Gentry has developed a way to periodically clean the data to enable such a system to self-correct and be fully homomorphic. However, using it requires the system to be capable of a certain number of operations, currently beyond Smart’s implementation. Gentry and his IBM colleague Shai Halevi have been experimenting with their own variant of Smart’s approach, he says, and should announce results of their improvements to it later in the summer.
At the moment, Smart is adjusting the system’s parameters to find out what works best. “For example, generating the keys was very slow; now we can do that better,” he says. “It’s like tuning a racing car; you tweak the engine and discover the tires need adjusting.”
Predicting when that tuning will result in a technique ready for practical use is still impossible, says Smart, “but it will now run, and for people to be actually playing with a completely new method within one year of it first being presented is incredibly fast for cryptography.” By contrast, he points out, a technique known as elliptic curve cryptography that is now used to secure mobile devices like the BlackBerry was first presented in 1985 but not implemented practically until around five years later.

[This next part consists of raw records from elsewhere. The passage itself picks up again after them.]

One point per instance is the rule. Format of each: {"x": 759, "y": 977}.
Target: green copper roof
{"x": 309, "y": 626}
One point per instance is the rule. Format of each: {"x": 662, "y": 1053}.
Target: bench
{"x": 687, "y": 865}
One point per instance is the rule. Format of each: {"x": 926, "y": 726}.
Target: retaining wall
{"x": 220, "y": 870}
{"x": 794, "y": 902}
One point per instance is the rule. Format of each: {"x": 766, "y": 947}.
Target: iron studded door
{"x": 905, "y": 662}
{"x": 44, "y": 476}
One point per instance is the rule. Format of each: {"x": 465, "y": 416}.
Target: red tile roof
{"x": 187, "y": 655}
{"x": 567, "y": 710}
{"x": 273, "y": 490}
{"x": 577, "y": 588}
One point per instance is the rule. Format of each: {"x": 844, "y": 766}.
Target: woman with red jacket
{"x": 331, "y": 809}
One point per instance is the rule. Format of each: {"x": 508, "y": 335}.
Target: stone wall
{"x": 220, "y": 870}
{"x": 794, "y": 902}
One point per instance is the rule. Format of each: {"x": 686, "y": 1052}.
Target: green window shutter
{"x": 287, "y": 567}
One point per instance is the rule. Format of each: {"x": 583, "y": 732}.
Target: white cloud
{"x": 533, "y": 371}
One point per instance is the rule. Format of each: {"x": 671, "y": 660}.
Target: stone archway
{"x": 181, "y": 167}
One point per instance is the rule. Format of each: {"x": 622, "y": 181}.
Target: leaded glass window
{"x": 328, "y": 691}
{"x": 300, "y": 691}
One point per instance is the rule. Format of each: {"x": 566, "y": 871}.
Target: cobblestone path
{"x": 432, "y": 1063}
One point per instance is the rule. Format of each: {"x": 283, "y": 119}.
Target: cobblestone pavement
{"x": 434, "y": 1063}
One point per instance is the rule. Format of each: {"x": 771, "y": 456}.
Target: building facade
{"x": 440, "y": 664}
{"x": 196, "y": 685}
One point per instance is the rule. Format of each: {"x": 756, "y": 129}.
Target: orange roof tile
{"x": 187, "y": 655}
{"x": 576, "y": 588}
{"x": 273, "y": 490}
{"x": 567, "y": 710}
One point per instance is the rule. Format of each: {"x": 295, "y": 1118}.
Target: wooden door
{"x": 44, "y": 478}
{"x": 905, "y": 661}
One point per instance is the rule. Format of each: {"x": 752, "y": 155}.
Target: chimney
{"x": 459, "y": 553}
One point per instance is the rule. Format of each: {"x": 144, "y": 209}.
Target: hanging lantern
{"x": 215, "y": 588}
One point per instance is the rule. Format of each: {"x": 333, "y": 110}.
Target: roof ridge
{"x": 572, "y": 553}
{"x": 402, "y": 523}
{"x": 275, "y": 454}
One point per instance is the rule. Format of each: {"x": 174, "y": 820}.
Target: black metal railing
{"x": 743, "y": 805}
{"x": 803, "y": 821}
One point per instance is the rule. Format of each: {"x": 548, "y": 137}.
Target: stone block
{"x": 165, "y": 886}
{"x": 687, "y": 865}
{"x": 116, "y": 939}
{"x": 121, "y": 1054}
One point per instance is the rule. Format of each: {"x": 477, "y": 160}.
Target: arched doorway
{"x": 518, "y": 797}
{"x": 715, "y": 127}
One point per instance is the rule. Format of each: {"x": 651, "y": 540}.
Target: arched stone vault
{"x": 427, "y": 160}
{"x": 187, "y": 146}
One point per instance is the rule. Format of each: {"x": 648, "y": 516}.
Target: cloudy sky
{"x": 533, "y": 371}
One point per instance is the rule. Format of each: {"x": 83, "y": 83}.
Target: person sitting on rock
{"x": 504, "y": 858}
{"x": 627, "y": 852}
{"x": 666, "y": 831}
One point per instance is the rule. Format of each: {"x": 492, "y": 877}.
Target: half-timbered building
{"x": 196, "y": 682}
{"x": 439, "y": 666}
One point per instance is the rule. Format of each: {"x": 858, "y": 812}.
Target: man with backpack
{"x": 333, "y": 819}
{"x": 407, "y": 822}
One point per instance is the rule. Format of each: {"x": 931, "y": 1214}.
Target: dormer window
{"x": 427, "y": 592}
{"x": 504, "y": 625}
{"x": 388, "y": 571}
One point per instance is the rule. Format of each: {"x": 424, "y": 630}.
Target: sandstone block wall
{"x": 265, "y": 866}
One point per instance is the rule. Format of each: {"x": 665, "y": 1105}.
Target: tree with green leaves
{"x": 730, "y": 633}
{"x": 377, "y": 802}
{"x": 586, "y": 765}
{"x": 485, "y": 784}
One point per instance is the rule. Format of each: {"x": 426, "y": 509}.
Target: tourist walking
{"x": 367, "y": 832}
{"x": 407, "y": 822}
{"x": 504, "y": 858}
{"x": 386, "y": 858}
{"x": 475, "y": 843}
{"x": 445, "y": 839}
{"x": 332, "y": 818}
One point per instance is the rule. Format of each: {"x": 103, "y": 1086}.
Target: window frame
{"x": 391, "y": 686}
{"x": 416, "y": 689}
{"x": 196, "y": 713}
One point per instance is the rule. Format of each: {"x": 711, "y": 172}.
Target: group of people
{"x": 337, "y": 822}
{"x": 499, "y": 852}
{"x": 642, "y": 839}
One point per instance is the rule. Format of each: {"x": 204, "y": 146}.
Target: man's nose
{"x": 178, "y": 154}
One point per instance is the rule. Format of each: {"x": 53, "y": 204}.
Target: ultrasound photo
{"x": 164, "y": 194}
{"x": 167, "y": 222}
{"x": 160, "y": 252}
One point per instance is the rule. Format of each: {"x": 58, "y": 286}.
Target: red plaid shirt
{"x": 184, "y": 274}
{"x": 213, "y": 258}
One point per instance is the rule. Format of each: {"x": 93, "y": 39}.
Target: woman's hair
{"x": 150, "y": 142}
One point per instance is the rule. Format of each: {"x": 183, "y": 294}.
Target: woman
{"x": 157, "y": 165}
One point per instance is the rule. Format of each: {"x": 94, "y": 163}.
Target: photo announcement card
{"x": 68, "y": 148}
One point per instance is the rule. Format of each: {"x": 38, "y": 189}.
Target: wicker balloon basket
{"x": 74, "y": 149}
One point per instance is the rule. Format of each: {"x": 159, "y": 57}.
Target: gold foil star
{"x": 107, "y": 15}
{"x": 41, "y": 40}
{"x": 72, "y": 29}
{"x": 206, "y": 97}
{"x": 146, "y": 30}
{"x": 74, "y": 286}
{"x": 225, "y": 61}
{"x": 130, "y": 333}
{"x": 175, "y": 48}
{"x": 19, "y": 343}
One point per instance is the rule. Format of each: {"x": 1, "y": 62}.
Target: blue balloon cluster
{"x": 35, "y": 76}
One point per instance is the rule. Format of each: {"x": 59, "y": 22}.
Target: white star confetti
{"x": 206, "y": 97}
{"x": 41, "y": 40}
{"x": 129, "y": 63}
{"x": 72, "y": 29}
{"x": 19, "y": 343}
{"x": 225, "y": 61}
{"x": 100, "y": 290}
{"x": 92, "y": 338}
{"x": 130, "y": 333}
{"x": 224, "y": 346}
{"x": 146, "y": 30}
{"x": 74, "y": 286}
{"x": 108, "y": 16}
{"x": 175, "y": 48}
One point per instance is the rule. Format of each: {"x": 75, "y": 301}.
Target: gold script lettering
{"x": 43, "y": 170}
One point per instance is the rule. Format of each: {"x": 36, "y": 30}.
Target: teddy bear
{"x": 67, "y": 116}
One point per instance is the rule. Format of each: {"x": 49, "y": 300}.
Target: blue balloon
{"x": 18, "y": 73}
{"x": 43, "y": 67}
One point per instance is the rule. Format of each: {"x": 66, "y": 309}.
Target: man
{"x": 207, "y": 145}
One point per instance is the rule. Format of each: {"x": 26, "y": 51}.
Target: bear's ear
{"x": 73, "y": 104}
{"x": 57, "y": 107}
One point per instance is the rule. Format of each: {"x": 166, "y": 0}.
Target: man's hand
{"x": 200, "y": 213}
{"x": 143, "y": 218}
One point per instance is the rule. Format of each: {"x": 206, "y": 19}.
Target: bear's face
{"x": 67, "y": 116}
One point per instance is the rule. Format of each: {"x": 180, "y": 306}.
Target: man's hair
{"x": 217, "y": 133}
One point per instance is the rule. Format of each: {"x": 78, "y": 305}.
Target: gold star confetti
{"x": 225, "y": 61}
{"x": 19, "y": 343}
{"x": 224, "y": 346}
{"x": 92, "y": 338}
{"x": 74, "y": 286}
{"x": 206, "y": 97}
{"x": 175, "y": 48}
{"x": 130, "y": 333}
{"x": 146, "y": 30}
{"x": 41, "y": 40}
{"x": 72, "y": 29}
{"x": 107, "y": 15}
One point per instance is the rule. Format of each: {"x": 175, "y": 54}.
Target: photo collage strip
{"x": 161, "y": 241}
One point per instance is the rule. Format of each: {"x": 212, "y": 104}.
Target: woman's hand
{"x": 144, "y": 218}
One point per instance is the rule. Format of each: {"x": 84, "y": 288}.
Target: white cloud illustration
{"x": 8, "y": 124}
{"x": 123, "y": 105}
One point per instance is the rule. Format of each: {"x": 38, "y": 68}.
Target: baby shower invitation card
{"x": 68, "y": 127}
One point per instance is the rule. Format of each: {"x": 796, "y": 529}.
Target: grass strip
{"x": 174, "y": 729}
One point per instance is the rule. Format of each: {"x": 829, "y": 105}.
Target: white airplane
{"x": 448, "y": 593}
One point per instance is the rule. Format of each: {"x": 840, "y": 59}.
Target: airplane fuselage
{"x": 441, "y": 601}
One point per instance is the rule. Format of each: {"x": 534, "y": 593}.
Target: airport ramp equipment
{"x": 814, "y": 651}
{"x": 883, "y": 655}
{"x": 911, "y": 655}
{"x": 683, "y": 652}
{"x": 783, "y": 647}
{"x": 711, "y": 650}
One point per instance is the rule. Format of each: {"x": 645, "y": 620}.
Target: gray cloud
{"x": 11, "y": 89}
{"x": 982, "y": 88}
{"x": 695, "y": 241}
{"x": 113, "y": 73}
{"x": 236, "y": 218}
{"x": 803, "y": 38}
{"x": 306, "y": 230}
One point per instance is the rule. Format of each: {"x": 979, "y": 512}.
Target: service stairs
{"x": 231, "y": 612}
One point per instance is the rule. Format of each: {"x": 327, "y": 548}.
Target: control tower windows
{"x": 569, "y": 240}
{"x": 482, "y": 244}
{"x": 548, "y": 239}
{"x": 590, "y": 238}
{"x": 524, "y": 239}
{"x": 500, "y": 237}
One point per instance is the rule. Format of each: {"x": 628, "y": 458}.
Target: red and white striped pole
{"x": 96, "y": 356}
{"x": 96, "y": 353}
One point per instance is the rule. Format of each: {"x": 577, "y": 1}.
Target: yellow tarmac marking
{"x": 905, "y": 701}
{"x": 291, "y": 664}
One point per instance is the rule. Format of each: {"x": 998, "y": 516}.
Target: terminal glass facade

Eleanor Rieffel, a senior research scientist at FX Palo Alto Laboratory, a research center at Fuji Xerox, agrees. “It has progressed fast, but because it’s such a new area nobody really knows what route to take,” she says. “These early implementations will let people experiment and try out ideas.”
Meanwhile, despite the uncertainty over the idea’s future development, interest from the IT world in any progress will remain high, says Rieffel. “There’s more and more interest in being able to store data offsite with another company, or at a different site within a company, so this has a lot of attractions.” It may even be that more powerful, but still limited implementations find use for specific applications, she adds.